Out in the countryside, villages are still run by de facto councils of local menfolk, whose handshake deals and wink-nudge gambling debts carry more weight than the strict rule of law. In one such village, Fatmir and Vera have a small house which they have been trying for years — she more than he, it is implied — to sell. Finally, Vera hears that since a highway is being built nearby, the place will be bought over at last. She gives the good news to Fatmir as part of his birthday present, chattering delightedly about the apartment they can now buy for their struggling actress daughter Sara (Alketa Sylaj), a single mother with a strained relationship with Father, as well as about the holidays and home improvements they can make. She doesn’t seem to notice Fatmir’s stonefaced reaction, and so has no inkling of his state of mind when in her brief absence while she pops down to the shops, Fatmir smokes a final cigarette and kills himself. The magnitude of the shock is cleverly underplayed in a striking long take as Vera goes through the terribly mundane, awkward business of getting in through a bathroom door against which his body has slumped.
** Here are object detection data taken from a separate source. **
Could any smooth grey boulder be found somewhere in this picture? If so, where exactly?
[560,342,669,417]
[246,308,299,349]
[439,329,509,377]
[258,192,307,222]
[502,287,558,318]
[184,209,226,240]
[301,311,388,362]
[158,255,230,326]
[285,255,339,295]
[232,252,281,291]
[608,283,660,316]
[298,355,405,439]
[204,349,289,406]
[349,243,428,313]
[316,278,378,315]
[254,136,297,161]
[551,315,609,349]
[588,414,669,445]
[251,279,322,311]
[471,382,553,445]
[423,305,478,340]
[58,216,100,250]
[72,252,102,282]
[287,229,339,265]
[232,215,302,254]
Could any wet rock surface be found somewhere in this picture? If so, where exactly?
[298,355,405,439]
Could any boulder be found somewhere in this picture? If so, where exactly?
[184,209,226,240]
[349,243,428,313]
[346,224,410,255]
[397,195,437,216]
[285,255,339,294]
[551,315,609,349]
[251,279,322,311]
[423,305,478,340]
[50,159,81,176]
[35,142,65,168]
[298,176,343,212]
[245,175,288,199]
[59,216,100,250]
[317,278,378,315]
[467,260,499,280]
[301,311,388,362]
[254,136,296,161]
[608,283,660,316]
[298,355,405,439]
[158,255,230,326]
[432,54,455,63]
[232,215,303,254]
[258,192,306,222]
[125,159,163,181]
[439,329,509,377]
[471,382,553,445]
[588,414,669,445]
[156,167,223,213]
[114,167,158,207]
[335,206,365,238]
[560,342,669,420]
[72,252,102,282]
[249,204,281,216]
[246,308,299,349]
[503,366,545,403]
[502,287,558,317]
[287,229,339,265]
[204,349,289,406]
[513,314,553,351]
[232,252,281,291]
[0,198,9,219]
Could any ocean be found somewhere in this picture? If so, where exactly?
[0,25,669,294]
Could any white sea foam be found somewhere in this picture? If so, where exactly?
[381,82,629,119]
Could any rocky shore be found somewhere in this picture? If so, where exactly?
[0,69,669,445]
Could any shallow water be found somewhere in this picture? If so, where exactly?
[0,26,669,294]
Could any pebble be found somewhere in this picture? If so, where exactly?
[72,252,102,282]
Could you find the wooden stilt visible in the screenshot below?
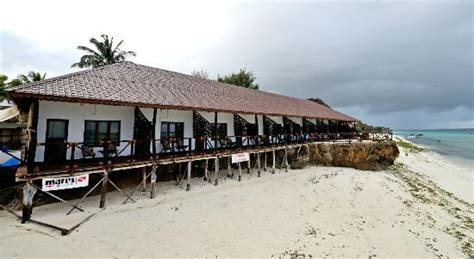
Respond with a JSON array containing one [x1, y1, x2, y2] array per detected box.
[[263, 152, 267, 172], [204, 159, 209, 181], [214, 157, 219, 185], [176, 163, 183, 186], [247, 155, 252, 174], [238, 162, 242, 182], [151, 166, 158, 199], [272, 150, 276, 174], [21, 182, 36, 224], [257, 153, 260, 177], [142, 167, 146, 192], [186, 161, 191, 191], [99, 169, 109, 208], [227, 156, 234, 178]]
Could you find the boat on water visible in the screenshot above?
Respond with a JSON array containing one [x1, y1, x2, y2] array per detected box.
[[406, 132, 423, 138]]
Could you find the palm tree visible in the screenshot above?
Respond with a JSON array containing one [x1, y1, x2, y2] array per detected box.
[[18, 71, 46, 84], [71, 34, 137, 68]]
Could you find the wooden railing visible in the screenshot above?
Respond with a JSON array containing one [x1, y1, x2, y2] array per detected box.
[[1, 132, 393, 172]]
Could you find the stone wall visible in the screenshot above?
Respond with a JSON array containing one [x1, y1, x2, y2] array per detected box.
[[291, 141, 400, 171]]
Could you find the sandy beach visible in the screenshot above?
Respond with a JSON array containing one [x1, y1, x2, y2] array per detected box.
[[0, 141, 474, 258]]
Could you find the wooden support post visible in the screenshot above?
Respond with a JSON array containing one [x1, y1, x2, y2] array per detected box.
[[263, 152, 268, 172], [26, 99, 39, 174], [272, 150, 276, 174], [151, 165, 158, 199], [151, 108, 157, 157], [142, 167, 146, 192], [255, 114, 260, 147], [247, 154, 252, 174], [204, 159, 211, 181], [21, 181, 36, 224], [214, 157, 219, 185], [227, 156, 234, 178], [257, 152, 260, 177], [214, 112, 217, 153], [238, 162, 242, 182], [99, 169, 109, 208], [186, 161, 191, 191]]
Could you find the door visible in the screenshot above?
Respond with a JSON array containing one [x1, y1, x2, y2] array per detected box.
[[44, 119, 69, 163]]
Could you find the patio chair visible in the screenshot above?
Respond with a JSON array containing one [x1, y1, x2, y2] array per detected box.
[[100, 142, 117, 157], [81, 145, 95, 158], [176, 138, 188, 151], [161, 139, 173, 152]]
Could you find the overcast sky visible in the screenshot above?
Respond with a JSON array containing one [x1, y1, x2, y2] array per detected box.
[[0, 0, 474, 129]]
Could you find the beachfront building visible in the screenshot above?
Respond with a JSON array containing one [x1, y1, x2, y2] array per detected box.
[[5, 62, 357, 221]]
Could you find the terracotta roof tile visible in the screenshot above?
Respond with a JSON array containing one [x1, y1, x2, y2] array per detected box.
[[10, 62, 357, 121]]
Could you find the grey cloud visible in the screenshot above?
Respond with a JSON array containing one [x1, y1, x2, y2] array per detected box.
[[198, 1, 474, 118], [0, 31, 74, 78]]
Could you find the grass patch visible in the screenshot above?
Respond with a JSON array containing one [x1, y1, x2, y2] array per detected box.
[[391, 164, 474, 258]]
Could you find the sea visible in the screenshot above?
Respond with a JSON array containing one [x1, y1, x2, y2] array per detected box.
[[393, 128, 474, 166]]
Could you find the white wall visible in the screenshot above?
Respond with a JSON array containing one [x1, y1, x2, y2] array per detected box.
[[35, 101, 134, 162], [199, 112, 235, 136], [35, 101, 316, 162]]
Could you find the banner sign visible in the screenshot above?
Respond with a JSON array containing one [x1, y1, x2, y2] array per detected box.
[[42, 174, 89, 191], [232, 153, 250, 164]]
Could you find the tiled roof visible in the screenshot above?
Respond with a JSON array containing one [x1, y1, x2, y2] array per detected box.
[[10, 62, 357, 121]]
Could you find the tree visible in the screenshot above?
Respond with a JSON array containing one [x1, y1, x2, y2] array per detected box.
[[0, 74, 8, 102], [217, 68, 258, 90], [71, 34, 137, 68], [17, 71, 46, 83], [191, 70, 209, 79]]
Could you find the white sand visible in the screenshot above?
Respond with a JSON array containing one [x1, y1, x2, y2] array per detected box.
[[0, 143, 473, 258]]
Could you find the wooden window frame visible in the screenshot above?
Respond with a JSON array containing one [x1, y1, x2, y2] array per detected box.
[[83, 120, 122, 147], [160, 121, 184, 139]]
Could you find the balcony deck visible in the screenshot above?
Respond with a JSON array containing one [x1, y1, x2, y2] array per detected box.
[[16, 133, 391, 181]]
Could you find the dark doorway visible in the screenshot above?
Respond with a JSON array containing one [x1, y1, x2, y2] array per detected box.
[[44, 119, 69, 163], [133, 107, 155, 157]]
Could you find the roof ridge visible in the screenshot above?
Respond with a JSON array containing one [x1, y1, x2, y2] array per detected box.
[[7, 61, 129, 92], [123, 61, 334, 114]]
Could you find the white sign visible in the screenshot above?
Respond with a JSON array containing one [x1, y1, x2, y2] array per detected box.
[[232, 153, 250, 164], [42, 174, 89, 191]]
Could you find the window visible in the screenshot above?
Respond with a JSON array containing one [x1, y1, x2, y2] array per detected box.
[[161, 122, 184, 139], [84, 121, 120, 147]]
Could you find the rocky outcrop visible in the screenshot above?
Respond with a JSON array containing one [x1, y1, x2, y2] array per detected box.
[[291, 142, 400, 171]]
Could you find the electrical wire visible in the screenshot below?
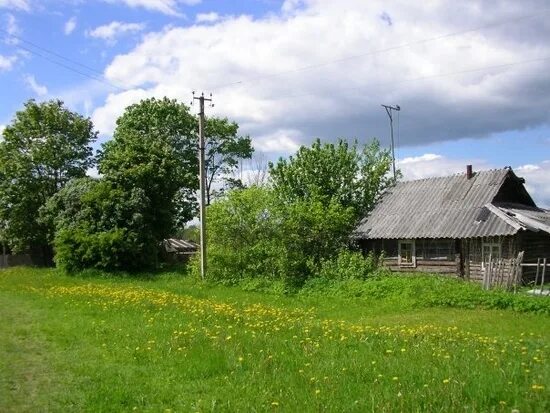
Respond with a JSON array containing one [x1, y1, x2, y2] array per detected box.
[[205, 9, 550, 91], [0, 27, 103, 76], [0, 28, 126, 92]]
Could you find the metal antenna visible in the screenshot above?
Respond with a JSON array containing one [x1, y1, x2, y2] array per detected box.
[[382, 105, 401, 179], [193, 92, 212, 280]]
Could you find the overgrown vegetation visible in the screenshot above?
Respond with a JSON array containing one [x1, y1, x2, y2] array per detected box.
[[203, 140, 393, 287], [0, 268, 550, 412], [0, 98, 253, 272]]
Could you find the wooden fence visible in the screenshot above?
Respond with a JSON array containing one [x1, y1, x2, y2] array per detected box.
[[482, 251, 524, 291]]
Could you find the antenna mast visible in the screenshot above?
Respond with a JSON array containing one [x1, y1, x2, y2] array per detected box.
[[382, 105, 401, 179]]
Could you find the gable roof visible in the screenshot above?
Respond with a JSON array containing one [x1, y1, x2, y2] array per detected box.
[[355, 168, 550, 239]]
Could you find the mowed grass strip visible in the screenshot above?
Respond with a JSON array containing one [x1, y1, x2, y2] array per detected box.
[[0, 269, 550, 412]]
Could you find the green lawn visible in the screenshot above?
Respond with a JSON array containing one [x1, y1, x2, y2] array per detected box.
[[0, 268, 550, 413]]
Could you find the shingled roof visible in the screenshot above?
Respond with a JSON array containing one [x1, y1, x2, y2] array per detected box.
[[355, 168, 550, 239]]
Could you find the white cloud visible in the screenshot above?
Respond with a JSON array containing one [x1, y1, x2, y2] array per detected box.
[[514, 160, 550, 209], [0, 0, 30, 11], [87, 21, 145, 43], [92, 0, 550, 150], [104, 0, 201, 16], [195, 12, 221, 23], [396, 153, 491, 180], [63, 16, 76, 35], [254, 130, 300, 154], [24, 75, 48, 96], [0, 55, 17, 72], [397, 153, 550, 208], [4, 13, 21, 45]]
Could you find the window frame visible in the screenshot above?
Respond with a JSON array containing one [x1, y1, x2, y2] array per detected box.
[[397, 239, 416, 268], [481, 241, 502, 269]]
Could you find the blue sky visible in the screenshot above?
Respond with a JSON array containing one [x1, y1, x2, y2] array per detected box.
[[0, 0, 550, 207]]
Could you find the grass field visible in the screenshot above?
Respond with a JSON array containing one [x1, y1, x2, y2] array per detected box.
[[0, 268, 550, 412]]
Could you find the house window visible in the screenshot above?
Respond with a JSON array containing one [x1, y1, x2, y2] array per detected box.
[[398, 240, 416, 267], [481, 242, 500, 268]]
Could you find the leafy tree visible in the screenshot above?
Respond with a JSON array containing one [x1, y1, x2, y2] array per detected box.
[[208, 186, 284, 280], [98, 98, 198, 241], [0, 100, 97, 254], [40, 178, 158, 273], [205, 118, 254, 205], [269, 139, 394, 216]]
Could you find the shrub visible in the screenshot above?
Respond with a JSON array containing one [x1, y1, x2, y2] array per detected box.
[[42, 179, 158, 273], [318, 249, 378, 280]]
Doruntina Basha’s sturdy, unsentimental screenplay never overwrites. Instead Krasniqi puts us into Vera’s point of view with scarcely a word: Vera polishing her dead husband’s shoes; Vera showing up to work despite her colleagues’ concerns; Vera, stoically listening to Fatmir’s cousin Ahmet (Astrit Kabashi), delivering flowery protestations of grief. But when Ahmet returns to claim that the house in the village belongs to him by rights, Vera finds her voice. And the men of the village, who know some unsavory, potentially ruinous truths about Fatmir, support Ahmet’s claim, and close ranks against her like a rural Kosovan mafia.
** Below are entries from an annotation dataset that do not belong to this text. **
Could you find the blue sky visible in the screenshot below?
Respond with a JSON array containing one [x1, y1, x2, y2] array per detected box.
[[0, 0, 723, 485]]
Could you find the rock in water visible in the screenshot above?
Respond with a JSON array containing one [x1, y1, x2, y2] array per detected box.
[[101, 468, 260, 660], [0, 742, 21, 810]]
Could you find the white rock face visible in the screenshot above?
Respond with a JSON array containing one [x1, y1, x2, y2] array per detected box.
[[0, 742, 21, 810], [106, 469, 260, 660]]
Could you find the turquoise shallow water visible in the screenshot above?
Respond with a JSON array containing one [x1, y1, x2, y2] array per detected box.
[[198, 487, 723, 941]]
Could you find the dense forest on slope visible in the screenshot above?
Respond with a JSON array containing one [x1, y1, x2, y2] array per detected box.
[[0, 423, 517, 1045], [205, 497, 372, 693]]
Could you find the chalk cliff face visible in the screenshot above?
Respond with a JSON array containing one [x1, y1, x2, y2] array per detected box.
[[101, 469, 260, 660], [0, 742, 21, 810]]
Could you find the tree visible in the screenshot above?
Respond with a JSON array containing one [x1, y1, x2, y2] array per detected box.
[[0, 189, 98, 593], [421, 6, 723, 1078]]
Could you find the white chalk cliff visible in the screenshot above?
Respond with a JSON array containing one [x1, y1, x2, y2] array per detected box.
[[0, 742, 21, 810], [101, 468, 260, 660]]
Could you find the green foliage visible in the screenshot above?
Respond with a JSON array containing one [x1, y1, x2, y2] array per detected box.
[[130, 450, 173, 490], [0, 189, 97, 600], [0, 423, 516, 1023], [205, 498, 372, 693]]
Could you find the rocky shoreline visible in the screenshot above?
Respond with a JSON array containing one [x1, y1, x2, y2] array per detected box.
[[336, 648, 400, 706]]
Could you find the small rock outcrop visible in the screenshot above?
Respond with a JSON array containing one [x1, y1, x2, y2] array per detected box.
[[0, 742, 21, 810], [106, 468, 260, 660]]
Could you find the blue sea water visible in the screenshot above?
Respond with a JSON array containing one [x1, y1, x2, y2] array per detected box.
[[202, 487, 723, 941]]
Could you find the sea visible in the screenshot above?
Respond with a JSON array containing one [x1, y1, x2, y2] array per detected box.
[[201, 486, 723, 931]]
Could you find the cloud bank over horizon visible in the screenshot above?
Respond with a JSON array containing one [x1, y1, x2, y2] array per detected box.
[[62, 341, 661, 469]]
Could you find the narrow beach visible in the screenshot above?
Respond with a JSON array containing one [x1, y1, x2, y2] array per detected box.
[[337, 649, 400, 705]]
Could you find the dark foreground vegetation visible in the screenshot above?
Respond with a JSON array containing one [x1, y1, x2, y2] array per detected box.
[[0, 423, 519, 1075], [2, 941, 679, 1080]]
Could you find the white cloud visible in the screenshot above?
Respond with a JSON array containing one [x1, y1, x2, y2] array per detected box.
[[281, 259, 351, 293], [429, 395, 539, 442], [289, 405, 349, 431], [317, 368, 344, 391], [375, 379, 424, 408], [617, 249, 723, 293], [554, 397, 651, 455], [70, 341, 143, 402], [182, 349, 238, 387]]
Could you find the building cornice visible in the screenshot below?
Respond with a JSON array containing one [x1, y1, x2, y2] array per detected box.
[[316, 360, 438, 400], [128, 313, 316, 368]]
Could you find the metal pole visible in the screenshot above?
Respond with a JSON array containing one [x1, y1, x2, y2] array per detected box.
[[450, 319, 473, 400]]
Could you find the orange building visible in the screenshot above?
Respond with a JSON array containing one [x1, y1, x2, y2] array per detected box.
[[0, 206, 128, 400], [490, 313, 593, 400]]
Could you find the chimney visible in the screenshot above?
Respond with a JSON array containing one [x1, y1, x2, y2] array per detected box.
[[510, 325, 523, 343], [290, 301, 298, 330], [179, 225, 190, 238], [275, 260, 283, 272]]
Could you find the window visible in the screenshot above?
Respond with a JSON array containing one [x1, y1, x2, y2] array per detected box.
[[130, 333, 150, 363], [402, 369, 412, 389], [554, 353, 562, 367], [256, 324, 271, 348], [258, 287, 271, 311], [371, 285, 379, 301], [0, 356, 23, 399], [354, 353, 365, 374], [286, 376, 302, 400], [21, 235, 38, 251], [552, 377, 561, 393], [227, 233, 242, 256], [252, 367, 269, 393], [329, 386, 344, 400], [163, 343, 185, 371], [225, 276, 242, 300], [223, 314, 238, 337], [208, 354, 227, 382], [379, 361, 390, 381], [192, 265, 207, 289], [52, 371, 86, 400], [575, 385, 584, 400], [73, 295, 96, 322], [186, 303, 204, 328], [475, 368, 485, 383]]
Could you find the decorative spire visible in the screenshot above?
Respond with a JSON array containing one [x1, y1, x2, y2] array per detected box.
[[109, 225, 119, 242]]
DP Sevdije Kastrati’s photography alternates between coolly composed wides and warm closeups, but is always fixated on Vera, sometimes at one with, sometimes at odds with her surroundings. But as crisply as the lines are drawn between the grand, inexorable forces of tradition meeting modernity and conservatism facing down progress, Vera can still surprise us, maneuvering an advantage — like the showdown she smartly engineers to take place in a deaf cafe — even with odds stacked against her.
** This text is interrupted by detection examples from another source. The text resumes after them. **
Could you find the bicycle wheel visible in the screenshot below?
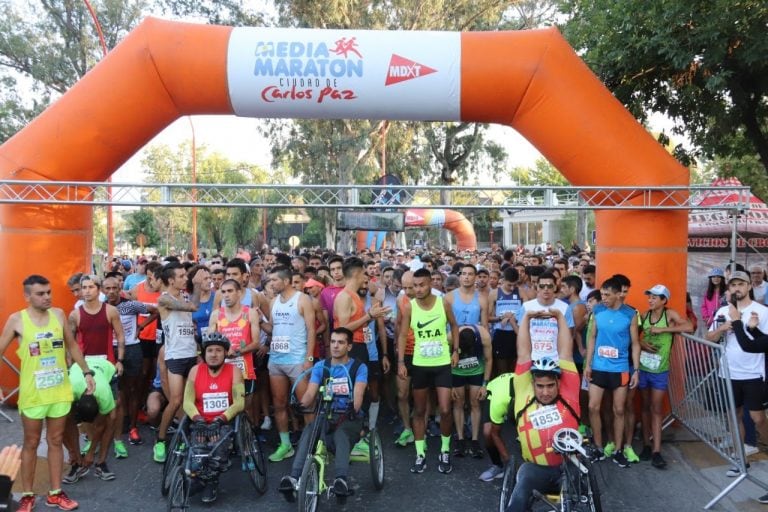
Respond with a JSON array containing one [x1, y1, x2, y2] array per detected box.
[[368, 429, 384, 491], [168, 466, 190, 512], [238, 419, 267, 494], [160, 416, 187, 496], [298, 457, 320, 512], [499, 454, 517, 512]]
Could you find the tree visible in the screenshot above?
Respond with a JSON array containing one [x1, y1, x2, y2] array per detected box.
[[563, 0, 768, 180], [124, 208, 160, 247]]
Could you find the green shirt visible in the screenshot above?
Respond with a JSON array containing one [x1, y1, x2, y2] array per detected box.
[[411, 297, 451, 367], [69, 357, 117, 415], [486, 372, 515, 425]]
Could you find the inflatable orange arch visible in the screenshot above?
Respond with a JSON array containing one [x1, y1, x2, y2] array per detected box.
[[0, 18, 689, 398]]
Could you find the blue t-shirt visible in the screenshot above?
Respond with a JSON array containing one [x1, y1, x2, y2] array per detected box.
[[592, 304, 637, 373], [309, 359, 368, 412]]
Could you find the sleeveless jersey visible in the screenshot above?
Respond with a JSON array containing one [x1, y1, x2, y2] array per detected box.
[[493, 286, 523, 331], [451, 289, 480, 325], [451, 325, 485, 377], [195, 363, 235, 423], [640, 308, 675, 373], [162, 292, 197, 361], [411, 297, 451, 366], [398, 294, 414, 356], [136, 281, 160, 343], [216, 306, 256, 380], [363, 293, 379, 361], [77, 303, 115, 364], [333, 290, 370, 343], [16, 309, 73, 410], [269, 292, 307, 364]]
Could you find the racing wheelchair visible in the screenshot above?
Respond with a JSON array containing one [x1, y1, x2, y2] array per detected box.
[[160, 413, 267, 512], [286, 366, 384, 512], [499, 428, 603, 512]]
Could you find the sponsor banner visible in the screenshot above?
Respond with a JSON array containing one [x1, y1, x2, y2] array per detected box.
[[688, 233, 768, 253], [227, 27, 461, 121]]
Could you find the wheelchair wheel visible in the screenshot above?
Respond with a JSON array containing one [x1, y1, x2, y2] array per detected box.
[[298, 457, 320, 512], [160, 416, 187, 496], [237, 418, 267, 494], [368, 429, 384, 491], [168, 465, 190, 512], [499, 453, 518, 512]]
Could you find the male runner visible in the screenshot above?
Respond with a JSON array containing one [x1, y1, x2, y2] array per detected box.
[[397, 268, 459, 473], [0, 275, 96, 512]]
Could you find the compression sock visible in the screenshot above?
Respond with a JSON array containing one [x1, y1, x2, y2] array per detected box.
[[368, 402, 379, 430], [413, 439, 427, 457]]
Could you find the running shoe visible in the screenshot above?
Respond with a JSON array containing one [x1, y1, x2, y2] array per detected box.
[[349, 437, 370, 457], [333, 477, 349, 497], [16, 494, 35, 512], [453, 439, 467, 457], [651, 452, 667, 469], [93, 462, 115, 482], [269, 443, 294, 462], [437, 452, 453, 475], [411, 455, 427, 473], [395, 428, 416, 446], [115, 439, 128, 459], [61, 464, 90, 484], [624, 444, 640, 463], [613, 451, 629, 468], [152, 440, 166, 464], [469, 439, 485, 459], [480, 464, 504, 482], [128, 427, 144, 446], [45, 491, 78, 510]]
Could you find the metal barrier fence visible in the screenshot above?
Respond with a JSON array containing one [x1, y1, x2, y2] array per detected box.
[[664, 334, 768, 509]]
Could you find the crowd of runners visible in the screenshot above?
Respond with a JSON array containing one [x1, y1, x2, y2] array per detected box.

Blerta Basholli’s Sundance hit “Hive” deals with many of the same issues, though “Vera” is arguably the more compelling title. Both, however, represent a new generation of female filmmakers from Europe’s youngest country, who are wise beyond their nation’s years in understanding that although empowerment comes with no guarantee of happiness — indeed it opens up the probability of endless struggle — it is better than contented, complacent ignorance. Dreaming is all very well, but you have to be asleep to do it.